Realizing time was running short and me being a film guy, I especially wanted to get her valuable take on the 2018 film, Green Book*, which touches on that very subject. 

“I loved that movie because there are many different stories that come out of that era, and they are not all that black people are all picking cotton and the white people are cracking whips. They are all not like that. I think this story brought to life the relationship that developed between these two people that came from very different backgrounds. And I like the way they handled things.”

“First of all, I’m from New Jersey, so that’s my neck of the woods. The Viggo Mortenson character, I know those type of guys. You have this very elegant and accomplished African-American, with all his artifacts and how he lives his life, with this guy from the streets who you’d consider a junior thug and who’s just trying to make a living. I hope that everybody sees this film. I was just so happy. I think Mahershala Ali and Viggo Mortensen can both play anything. It was great to have them come together, and have them develop a relationship, and get to a level of acceptance.” 

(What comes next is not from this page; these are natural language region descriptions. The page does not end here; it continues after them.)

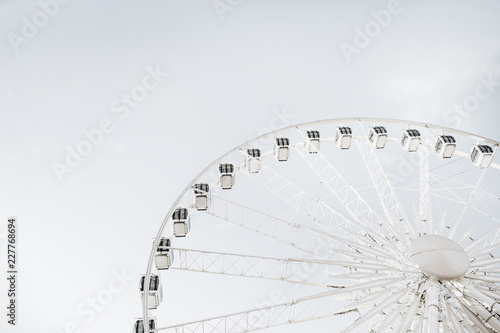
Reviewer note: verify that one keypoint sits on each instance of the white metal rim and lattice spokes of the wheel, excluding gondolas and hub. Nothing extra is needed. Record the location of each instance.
(464, 303)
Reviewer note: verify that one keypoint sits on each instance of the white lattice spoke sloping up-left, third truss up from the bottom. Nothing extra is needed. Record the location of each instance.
(298, 236)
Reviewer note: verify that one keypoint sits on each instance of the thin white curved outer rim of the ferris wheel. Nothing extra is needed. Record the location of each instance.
(271, 134)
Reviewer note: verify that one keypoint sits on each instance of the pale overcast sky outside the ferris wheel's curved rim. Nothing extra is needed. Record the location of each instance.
(236, 69)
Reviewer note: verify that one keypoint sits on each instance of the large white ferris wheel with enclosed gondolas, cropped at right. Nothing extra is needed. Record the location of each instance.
(370, 225)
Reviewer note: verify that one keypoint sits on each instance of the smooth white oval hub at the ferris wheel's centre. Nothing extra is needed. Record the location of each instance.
(439, 257)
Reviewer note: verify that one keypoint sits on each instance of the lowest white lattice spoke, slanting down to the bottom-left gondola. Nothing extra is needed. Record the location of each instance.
(303, 309)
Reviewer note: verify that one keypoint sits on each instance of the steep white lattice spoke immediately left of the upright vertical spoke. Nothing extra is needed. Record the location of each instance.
(388, 198)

Acceptance. Dignity. Reconciliation. Learning from each other. Illumination. The same principles a man named Mandela lived by. 

Her mother was right after all. For her little girl named Mary, the sky truly was and is still the limit.

 *Green Book is a 2018 American comedy-drama film. Set in the Deep South in the 1960s, it follows a tour between African-American classical and jazz pianist Don Shirley (Mahershala Ali) and Tony Vallelonga (Viggo Mortensen),[5] an Italian-American bouncer who served as Shirley’s driver and bodyguard.